Mr Goodman, a former comment editor at The Spectator while Mr Johnson was employed there, warned that if put back in No 10, the ex-PM would staff his government “with fifth-raters” given the scope of ministerial resignations which saw him forced to resign in July.
He wrote: “The Germans have a word for it: Totentanz – a dance of death. Conservative MPs, peers, donors, hacks and activists caper [towards] an open grave, with Death himself – sorry, Johnson – leading the procession. The dance possesses them; it has a momentum of its own; they are powerless to stop.”
Opposition parties including Labour are calling for a general election so that the exasperated public can have a say in who becomes the next British prime minister.
“The truth is [that] just passing around the prime minister job, the chancellor job, like it’s some sort of game of ‘pass the parcel,’ is not going to provide the country with the leadership and the stability that we desperately need,” Sunak’s former opposite number, Labour Party shadow finance minister Rachel Reeves, told the BBC Friday.

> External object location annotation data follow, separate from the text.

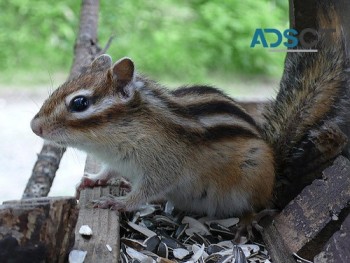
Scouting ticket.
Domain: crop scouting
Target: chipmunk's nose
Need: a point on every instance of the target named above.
(36, 127)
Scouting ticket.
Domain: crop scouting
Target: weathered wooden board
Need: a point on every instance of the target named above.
(37, 230)
(315, 207)
(103, 222)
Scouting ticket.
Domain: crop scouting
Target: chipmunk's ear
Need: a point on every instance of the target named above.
(122, 74)
(102, 62)
(123, 70)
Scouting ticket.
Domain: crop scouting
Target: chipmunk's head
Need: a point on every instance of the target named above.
(82, 110)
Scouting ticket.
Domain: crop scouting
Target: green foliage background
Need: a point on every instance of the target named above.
(177, 39)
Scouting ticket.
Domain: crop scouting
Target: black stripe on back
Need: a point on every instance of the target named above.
(220, 132)
(183, 91)
(220, 107)
(215, 133)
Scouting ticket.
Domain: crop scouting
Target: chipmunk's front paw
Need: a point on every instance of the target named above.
(110, 202)
(250, 221)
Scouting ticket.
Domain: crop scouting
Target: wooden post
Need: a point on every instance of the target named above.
(37, 230)
(85, 50)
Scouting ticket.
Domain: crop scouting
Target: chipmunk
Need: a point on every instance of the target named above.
(194, 146)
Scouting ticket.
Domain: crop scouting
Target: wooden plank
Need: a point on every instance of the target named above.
(309, 213)
(337, 248)
(103, 222)
(37, 230)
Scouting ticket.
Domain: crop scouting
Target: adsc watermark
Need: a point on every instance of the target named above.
(306, 39)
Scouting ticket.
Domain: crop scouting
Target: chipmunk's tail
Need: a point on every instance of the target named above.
(302, 124)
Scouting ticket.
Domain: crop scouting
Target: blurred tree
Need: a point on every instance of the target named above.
(172, 38)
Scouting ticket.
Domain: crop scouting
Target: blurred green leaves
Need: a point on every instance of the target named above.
(179, 39)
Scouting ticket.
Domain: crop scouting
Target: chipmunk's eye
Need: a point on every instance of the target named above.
(78, 104)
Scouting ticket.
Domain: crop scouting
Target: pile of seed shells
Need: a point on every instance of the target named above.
(157, 233)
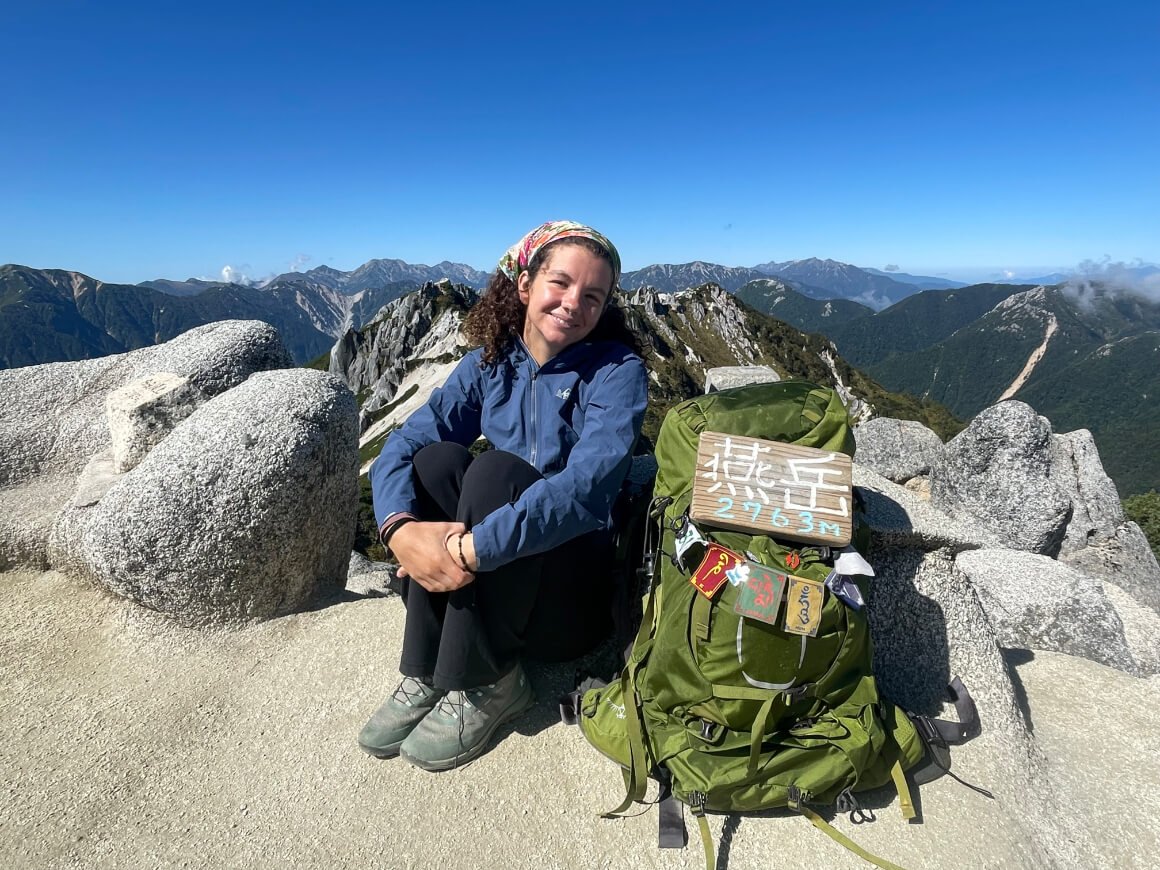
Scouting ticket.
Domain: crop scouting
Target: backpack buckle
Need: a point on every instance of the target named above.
(711, 731)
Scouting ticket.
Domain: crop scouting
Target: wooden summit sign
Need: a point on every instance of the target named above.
(769, 487)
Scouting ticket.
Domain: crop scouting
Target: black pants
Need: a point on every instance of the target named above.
(553, 606)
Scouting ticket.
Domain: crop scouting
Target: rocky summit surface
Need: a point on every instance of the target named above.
(185, 673)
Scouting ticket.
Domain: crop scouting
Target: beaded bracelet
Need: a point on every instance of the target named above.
(463, 559)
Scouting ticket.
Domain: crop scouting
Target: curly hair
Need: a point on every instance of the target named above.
(495, 321)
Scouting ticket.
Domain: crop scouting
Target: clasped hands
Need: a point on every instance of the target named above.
(428, 552)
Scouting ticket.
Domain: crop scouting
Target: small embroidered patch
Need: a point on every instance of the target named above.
(803, 606)
(760, 597)
(711, 574)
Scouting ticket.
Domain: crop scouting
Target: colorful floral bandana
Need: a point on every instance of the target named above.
(520, 254)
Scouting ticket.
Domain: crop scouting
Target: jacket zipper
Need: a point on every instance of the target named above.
(535, 434)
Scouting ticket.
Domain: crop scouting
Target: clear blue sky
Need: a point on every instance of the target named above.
(169, 139)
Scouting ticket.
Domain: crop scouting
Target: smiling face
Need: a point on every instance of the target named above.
(565, 298)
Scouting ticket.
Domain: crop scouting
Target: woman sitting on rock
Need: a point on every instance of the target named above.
(501, 555)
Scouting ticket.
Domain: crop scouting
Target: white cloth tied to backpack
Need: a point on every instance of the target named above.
(848, 564)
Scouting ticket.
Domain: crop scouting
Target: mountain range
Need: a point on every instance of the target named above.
(1082, 356)
(394, 361)
(55, 314)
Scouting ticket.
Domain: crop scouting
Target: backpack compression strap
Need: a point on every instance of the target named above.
(636, 777)
(797, 804)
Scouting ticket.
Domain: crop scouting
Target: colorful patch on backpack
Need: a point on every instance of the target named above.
(803, 606)
(713, 570)
(760, 596)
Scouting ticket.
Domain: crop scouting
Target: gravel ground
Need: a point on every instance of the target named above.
(128, 742)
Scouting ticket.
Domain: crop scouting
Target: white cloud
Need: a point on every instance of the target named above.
(1104, 277)
(237, 275)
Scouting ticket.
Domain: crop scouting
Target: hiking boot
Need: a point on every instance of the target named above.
(398, 716)
(462, 724)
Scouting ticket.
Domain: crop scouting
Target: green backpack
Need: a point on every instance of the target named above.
(734, 715)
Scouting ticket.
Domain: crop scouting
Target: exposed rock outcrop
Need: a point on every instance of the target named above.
(897, 449)
(998, 472)
(1037, 603)
(55, 421)
(241, 513)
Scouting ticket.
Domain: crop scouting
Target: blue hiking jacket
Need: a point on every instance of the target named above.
(575, 419)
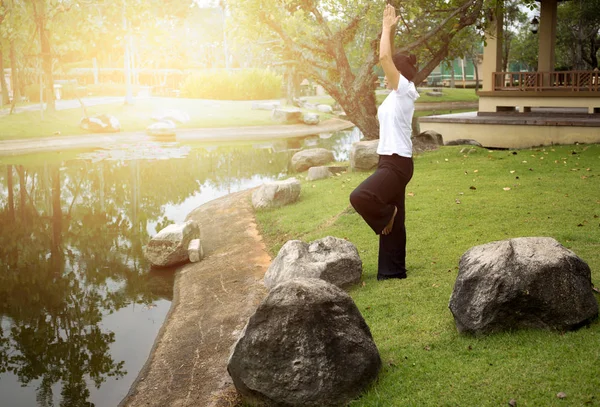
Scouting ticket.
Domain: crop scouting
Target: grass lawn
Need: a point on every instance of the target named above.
(203, 114)
(449, 95)
(456, 201)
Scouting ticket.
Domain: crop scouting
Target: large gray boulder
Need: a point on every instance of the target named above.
(311, 119)
(313, 157)
(276, 194)
(331, 259)
(307, 345)
(363, 155)
(170, 246)
(529, 282)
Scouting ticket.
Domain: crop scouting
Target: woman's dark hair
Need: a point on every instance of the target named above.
(405, 64)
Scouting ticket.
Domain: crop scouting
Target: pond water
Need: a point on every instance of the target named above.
(80, 307)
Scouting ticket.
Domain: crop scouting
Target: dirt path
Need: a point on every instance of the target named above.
(213, 300)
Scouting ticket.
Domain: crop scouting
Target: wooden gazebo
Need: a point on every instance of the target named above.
(524, 109)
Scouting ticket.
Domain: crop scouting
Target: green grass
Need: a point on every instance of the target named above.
(456, 200)
(203, 114)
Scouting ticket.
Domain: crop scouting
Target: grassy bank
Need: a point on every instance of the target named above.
(455, 201)
(203, 114)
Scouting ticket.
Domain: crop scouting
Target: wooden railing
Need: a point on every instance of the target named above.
(569, 81)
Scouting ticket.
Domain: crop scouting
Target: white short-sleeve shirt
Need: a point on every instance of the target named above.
(395, 120)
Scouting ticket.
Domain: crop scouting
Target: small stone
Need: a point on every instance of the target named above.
(195, 251)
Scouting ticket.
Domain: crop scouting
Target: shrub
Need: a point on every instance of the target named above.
(246, 84)
(107, 89)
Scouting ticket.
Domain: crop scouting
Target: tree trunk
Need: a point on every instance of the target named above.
(362, 111)
(46, 57)
(22, 190)
(476, 75)
(3, 85)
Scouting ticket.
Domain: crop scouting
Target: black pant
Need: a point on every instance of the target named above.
(375, 198)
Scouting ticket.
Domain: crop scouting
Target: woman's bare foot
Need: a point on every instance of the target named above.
(388, 228)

Rushi Sunak is currently the bookies favourite to become the next prime minister, but if Boris Johnson manages to rally enough support to return as prime minister, he will have a massive task of not only reuniting his party, but of improving the economic situation in the Uk.
Restoring credibility in his party will be his most serious challenge, after partygate and a number of misdemeanours by members of his party.